Mein Panzergrau lackiertes Modell wurde mit diversen scratch gebauten Teilen noch etwas besser detailliert. Die Pritsche wurde mit einer Beladung aus Ölfässern, Kanistern, Reifen und anderem "Kleinkram" versehen.
Die Kennzeichen der Luftwaffe wurden aus diversen Decalsätzen zusammengestückelt. Die Felgen an der Vorderachse wurden durch selbstgefertigte Umbauteile ersetzt.
Die Lackierung wurde wieder mit den Farben von Revell ausgeführt, für die Schmutzspuren wurden verdünnte Acrylfarben verwendet. Der (Kreide)Staub wurde mit einem Pinsel aufgebracht.
Noch eine Anmerkung: Das Bild auf dem Karton kann man getrost vergessen. Das ist nämlich spiegelverkehrt abgedruckt. Deutlich wird das beim betrachten des "Opel Blitz" Schriftzuges auf der Kühlermaske.
Das Fahrgestell:
Das Fahrgestell wurde weitgehend aus dem Karton heraus montiert. Der Motor, der Kühler, der Auspuff und der Reservereifen wurden separat vorlackiert und erst nach der Farbgebung des Rahmens angeklebt.

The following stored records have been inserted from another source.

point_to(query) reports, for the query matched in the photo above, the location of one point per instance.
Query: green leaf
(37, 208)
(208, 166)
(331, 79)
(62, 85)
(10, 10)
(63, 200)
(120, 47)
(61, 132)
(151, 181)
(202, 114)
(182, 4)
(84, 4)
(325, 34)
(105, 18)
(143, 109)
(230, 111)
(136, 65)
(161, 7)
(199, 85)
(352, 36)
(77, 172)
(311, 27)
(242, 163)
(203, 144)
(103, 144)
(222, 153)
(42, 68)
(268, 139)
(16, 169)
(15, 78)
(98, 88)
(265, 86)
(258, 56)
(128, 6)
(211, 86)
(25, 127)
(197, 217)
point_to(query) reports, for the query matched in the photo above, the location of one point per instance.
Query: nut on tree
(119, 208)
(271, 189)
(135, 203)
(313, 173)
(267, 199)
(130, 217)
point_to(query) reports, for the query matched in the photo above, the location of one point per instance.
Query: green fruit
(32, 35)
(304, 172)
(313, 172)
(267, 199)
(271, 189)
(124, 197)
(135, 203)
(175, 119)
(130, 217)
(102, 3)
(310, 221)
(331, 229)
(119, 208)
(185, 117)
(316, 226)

Etwas merkwürdig ist die "Aufteilung" der Felgen an den Achsen: vorn späte 8-Loch-, hinten frühe 6-Loch Felgen. Ersatz bietet sich z.B. in Form der 8-Loch Felgen von MR-Models, Art.Nr. 35140, an. Kostenpunkt: 16 Euro zzgl. VK, erhältlich z.B. bei MAKO-Modellbau.
Bei meinem Modell wurden die ursprünglich montierten, vorderen Achtlochfelgen im August 2004 gegen selbstgefertigte 6-Loch Bauteile ausgetauscht. Die demontierten Achtlochfelgen bekam der MB-L701 Lizenz-Blitz.
Die neuen Felgen entstanden aus ehemaligen 6er Hinterradfelgen die mittlerweile in grösserer Zahl in der Bastelkiste eingelagert wurden. Die Radmuttern stammen aus einem Schrauben/Muttern Satz von Legend (Resinteile). Die Naben und die Rückdeckel stammen von Italeri und wurden ebenfalls aus dem Ersatzteilfundus entnommen.
Der Wagen ist jetzt also komplett mit den "alten" Felgen ausgerüstet. Dazu passt auch das die Hinterachsfederung nur einfach ausgeführt ist. Die Zusatzfedern gab es auch erst bei späteren Fahrzeugen.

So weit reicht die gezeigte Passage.